Tiga tahun lagi, 171 kepala daerah produk Pilkada 2018 juga akan mengalami hal serupa. Kita bisa mengambil contoh dari tiga Provinsi berpopulasi terbesar di Indonesia: Jawa Barat, Jawa Tengah, dan Jawa Timur. Ketiga gubernur ini mesti meletakkan masa jabatannya pada 2023. Setelah itu, estafet kepemimpinan harus dioperkan kepada Plt.
Maka sudah jelas kalau pandemi bukanlah situasi istimewa yang akan mengancam kokosongan kepemimpinan di sebagian daerah di Indonesia. Tanpa adanya pandemi sekalipun, sistem Pemilu kita memang sudah merancang mekanisme supaya Plt dapat menjalankan roda pemerintahan daerah selama beberapa waktu. Hal ini bahkan telah dirancang jauh sebelum adanya pandemi.
Sehingga kengototan pemerintah melaksanakan pilkada 2020 adalah alasan yang lebay dan mengada-ada. Sekali lagi, keberadaan Plt adalah hal wajar dalam proses transisi menuju sistem Pemilu serentak. Terlebih sudah ada regulasi yang mengatur mengenai hal tersebut.
Dalam keadaan luar biasa seperti sekarang, pilihan terpenting yang bisa dilakukan adalah memperkuat posisi Plt. Pemerintah dan DPR dapat bekerjasama membikin regulasi baru agar Plt memiliki wewenang lebih besar. Dengan demikian mereka dapat mengambil langkah-langkah yang diperlukan di daerah masing-masing untuk melewati kondisi pandemi berkepanjangan. Ini merupakan pilihan yang jauh lebih bijaksana dibandingkan harus memaksakan Pilkada 2020.

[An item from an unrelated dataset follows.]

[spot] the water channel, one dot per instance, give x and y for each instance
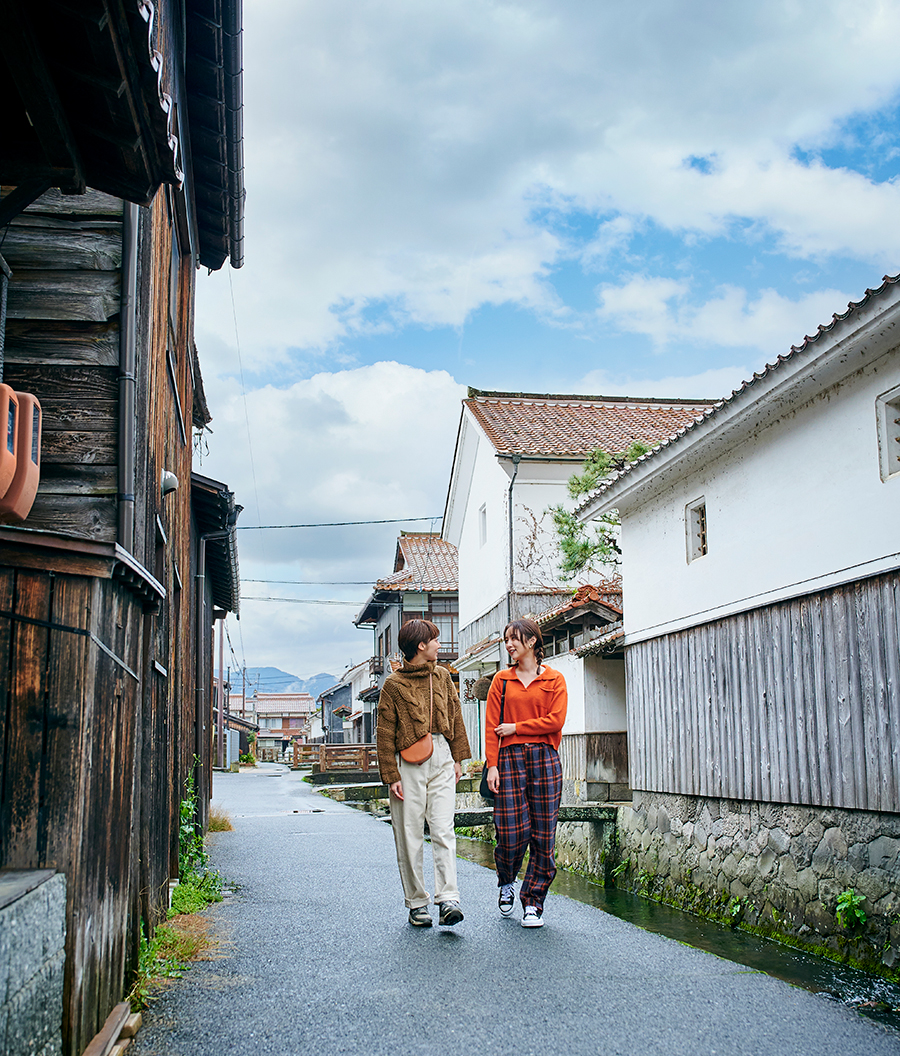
(868, 995)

Kali ini pemerintah dan DPR mestinya mampu mengerem nafsu dan ambisi kekuasaan mereka. Mereka perlu menyadari bangsa ini tengah menghadapi krisis kemanusiaan luar biasa. Di sisi lain, masyarakat banyak telah menyuarakan daulat rakyat untuk menunda pilkada. Gelombang aspirasi ini merupakan modal penting untuk mengeluarkan extraordinary policy. Terlebih untuk sebuah negara yang masih mengakui kekuasaan tertingginya ada di tangan rakyat.
Sekarang waktunya seluruh elemen bangsa bersatu padu untuk menghadapi bencana kemanusiaan ini. Seperti wejangan lama almarhum Gus Dur yang masih saja relevan dalam kondisi saat ini: Ada yang lebih penting dari sekadar urusan politik, yakni kemanusiaan.